PDIP Minta Maaf Parade Budaya saat Daftar Peserta Pemilu ke KPU Bikin Macet

Merdeka.com - Merdeka.com - Partai Demokrasi Indonesia Perjuangan (PDIP) mendaftarkan diri sebagai peserta Pemilu 2024 ke Kantor Komisi Pemilihan Umum atau KPU. Kehadiran PDIP diiringi parade kebudayaan.

Pawai itu berupa long march dari Kantor Pusat PDIP di Jalan Diponegoro, Jakarta Pusat. Sejak pukul 06.30 WIB, para peserta parade kebudayaan sudah bersiap-siap. Isinya terdiri dari 11 orang pembawa Pataka Burung Garuda-Bendera Merah Putih, didampingi 10 orang satgas pembawa Bendera Partai.

Di barisan berikutnya, ada 20 orang dari jajaran RedMe dan Artis Nusantara. Lalu diikuti dengan 50 orang pemain angklung. Selanjutnya, ada 34 orang yang melakukan Parade Pakaian Budaya 34 Provinsi.

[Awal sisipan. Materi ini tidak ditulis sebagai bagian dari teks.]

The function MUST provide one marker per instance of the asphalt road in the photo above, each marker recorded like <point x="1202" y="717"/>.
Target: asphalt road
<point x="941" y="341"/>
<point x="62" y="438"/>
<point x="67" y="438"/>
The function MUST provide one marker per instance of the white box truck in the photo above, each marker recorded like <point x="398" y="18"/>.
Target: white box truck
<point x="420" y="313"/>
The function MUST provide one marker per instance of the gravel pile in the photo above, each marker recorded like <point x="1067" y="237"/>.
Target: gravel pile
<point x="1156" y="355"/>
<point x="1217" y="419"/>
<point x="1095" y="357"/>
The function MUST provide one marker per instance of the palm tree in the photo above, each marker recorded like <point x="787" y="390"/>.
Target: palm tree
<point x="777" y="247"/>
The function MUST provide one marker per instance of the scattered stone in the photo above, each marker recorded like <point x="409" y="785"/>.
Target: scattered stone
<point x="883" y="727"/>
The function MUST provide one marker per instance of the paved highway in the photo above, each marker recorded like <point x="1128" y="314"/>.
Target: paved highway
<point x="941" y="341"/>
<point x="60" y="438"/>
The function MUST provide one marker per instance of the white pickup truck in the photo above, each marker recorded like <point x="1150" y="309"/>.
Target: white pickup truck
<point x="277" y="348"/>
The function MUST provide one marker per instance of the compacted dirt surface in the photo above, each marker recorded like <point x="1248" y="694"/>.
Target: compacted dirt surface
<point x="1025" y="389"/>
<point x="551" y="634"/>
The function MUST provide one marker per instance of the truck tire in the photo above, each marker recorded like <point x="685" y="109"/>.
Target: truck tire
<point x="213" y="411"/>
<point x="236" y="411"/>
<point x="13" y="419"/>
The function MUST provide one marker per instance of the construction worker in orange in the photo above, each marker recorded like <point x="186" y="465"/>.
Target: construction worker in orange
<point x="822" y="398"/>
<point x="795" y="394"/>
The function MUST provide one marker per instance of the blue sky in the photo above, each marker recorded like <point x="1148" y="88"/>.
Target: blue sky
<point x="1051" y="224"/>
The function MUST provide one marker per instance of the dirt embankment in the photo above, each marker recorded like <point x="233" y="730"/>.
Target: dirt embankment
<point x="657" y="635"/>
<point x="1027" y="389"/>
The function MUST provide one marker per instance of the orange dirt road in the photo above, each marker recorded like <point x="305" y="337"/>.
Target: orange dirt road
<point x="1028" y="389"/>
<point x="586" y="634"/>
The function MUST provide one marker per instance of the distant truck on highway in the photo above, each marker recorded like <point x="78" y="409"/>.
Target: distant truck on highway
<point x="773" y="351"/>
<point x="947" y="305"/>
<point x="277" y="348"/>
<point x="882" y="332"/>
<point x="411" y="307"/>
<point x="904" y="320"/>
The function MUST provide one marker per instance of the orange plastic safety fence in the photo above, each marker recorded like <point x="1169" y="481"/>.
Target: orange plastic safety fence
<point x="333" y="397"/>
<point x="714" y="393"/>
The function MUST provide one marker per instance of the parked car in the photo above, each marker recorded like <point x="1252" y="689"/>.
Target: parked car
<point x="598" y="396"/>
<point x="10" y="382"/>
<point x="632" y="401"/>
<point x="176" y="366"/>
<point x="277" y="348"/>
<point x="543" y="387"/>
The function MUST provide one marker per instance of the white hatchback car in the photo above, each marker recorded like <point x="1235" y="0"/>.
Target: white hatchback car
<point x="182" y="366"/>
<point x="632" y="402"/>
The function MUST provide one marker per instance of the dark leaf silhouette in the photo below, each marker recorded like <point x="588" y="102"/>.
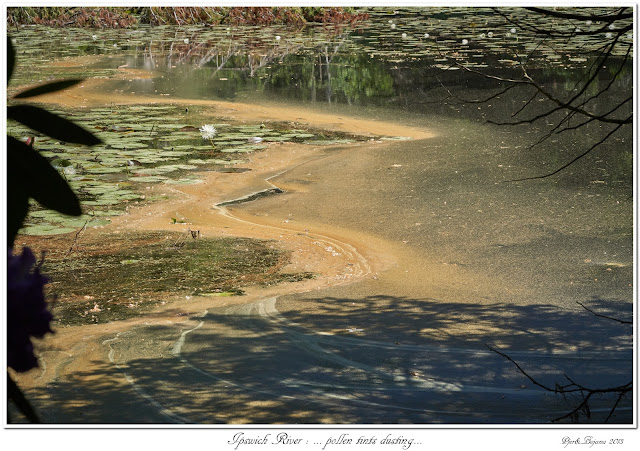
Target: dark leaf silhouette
<point x="51" y="124"/>
<point x="11" y="58"/>
<point x="43" y="182"/>
<point x="17" y="204"/>
<point x="48" y="88"/>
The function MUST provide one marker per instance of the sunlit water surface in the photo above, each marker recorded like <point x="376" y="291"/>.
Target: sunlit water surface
<point x="478" y="258"/>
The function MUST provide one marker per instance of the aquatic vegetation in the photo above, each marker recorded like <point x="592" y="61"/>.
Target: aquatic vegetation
<point x="181" y="264"/>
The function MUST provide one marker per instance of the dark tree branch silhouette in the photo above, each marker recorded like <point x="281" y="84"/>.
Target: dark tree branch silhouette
<point x="600" y="37"/>
<point x="574" y="387"/>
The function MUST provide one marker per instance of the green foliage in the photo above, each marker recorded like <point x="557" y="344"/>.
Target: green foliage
<point x="30" y="175"/>
<point x="119" y="17"/>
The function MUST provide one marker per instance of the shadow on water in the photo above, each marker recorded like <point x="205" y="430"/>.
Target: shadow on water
<point x="251" y="364"/>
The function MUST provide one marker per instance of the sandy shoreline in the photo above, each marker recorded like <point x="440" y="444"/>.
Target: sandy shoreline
<point x="336" y="256"/>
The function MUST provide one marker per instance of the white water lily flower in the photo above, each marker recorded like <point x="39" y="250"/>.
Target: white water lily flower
<point x="207" y="131"/>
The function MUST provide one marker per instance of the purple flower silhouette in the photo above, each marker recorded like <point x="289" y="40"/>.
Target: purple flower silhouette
<point x="27" y="312"/>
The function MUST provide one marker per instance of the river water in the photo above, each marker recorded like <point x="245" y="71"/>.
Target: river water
<point x="468" y="258"/>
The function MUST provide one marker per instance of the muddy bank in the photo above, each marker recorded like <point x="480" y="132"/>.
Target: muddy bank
<point x="422" y="257"/>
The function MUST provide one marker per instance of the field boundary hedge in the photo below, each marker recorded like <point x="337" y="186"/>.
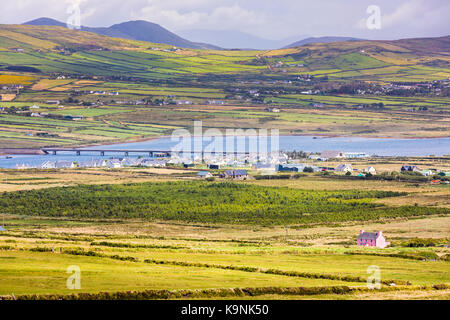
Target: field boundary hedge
<point x="222" y="292"/>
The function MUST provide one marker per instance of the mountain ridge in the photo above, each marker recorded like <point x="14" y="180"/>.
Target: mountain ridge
<point x="133" y="30"/>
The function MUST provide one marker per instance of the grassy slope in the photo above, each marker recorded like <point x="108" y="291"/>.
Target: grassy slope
<point x="380" y="61"/>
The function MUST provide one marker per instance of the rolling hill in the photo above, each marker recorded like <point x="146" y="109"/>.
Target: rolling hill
<point x="56" y="49"/>
<point x="320" y="40"/>
<point x="231" y="39"/>
<point x="133" y="30"/>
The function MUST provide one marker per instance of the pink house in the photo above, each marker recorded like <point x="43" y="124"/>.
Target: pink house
<point x="372" y="239"/>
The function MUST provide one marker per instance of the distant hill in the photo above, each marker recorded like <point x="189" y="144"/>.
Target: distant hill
<point x="133" y="30"/>
<point x="231" y="39"/>
<point x="320" y="40"/>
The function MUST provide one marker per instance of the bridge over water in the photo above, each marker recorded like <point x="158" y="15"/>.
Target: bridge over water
<point x="127" y="152"/>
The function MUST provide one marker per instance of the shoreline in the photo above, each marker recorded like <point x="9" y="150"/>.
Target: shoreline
<point x="38" y="151"/>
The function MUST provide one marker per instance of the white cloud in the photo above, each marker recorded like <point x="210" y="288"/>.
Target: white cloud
<point x="266" y="18"/>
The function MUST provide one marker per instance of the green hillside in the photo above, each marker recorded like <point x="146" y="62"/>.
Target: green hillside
<point x="81" y="69"/>
<point x="57" y="49"/>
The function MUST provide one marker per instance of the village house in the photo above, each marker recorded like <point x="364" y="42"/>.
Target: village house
<point x="273" y="110"/>
<point x="410" y="168"/>
<point x="331" y="154"/>
<point x="370" y="170"/>
<point x="235" y="174"/>
<point x="73" y="118"/>
<point x="355" y="155"/>
<point x="296" y="167"/>
<point x="52" y="102"/>
<point x="346" y="167"/>
<point x="62" y="164"/>
<point x="48" y="165"/>
<point x="204" y="175"/>
<point x="181" y="102"/>
<point x="426" y="173"/>
<point x="372" y="239"/>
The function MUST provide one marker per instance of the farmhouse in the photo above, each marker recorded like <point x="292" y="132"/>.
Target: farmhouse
<point x="330" y="154"/>
<point x="73" y="118"/>
<point x="52" y="102"/>
<point x="372" y="239"/>
<point x="235" y="174"/>
<point x="48" y="165"/>
<point x="426" y="173"/>
<point x="204" y="175"/>
<point x="355" y="155"/>
<point x="410" y="168"/>
<point x="370" y="170"/>
<point x="180" y="102"/>
<point x="344" y="168"/>
<point x="273" y="110"/>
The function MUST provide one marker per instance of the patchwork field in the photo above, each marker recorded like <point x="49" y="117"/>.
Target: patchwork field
<point x="157" y="257"/>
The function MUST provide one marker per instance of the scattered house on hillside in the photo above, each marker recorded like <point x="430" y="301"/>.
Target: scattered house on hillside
<point x="154" y="163"/>
<point x="370" y="170"/>
<point x="355" y="155"/>
<point x="274" y="110"/>
<point x="180" y="102"/>
<point x="372" y="239"/>
<point x="48" y="165"/>
<point x="346" y="167"/>
<point x="296" y="167"/>
<point x="235" y="174"/>
<point x="266" y="167"/>
<point x="331" y="154"/>
<point x="62" y="164"/>
<point x="215" y="102"/>
<point x="52" y="102"/>
<point x="410" y="168"/>
<point x="115" y="164"/>
<point x="73" y="118"/>
<point x="426" y="173"/>
<point x="204" y="175"/>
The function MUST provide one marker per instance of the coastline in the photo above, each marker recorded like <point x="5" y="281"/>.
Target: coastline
<point x="38" y="151"/>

Kemudian 45 orang peserta dari Persatuan Istri Anggota DPR RI Fraksi PDI Perjuangan (PIA F-PDIP). Semuanya juga mengikuti Parade Pakaian Budaya. Di bagian belakang sebagai penutup barisan, ada 30 orang jajaran Marching Band.

Jajaran DPP PDIP dipimpin oleh Sekretaris Jenderal Hasto Kristiyanto mengikuti long march kebudayaan itu Hasto memimpin 26 orang jajaran petinggi DPP PDIP. Mereka berada di baris berikutnya.

"PDI Perjuangan akan daftar yang pertama," kata Hasto, Senin (1/8)

Dia menyadari, parade ini akan mengganggu kondusifitas lalu lintas yang padat saat jam berangkat kerja. Dia pun minta maaf dan harap publik memaklumi seremoni ini dalam menyambut pesta demokrasi.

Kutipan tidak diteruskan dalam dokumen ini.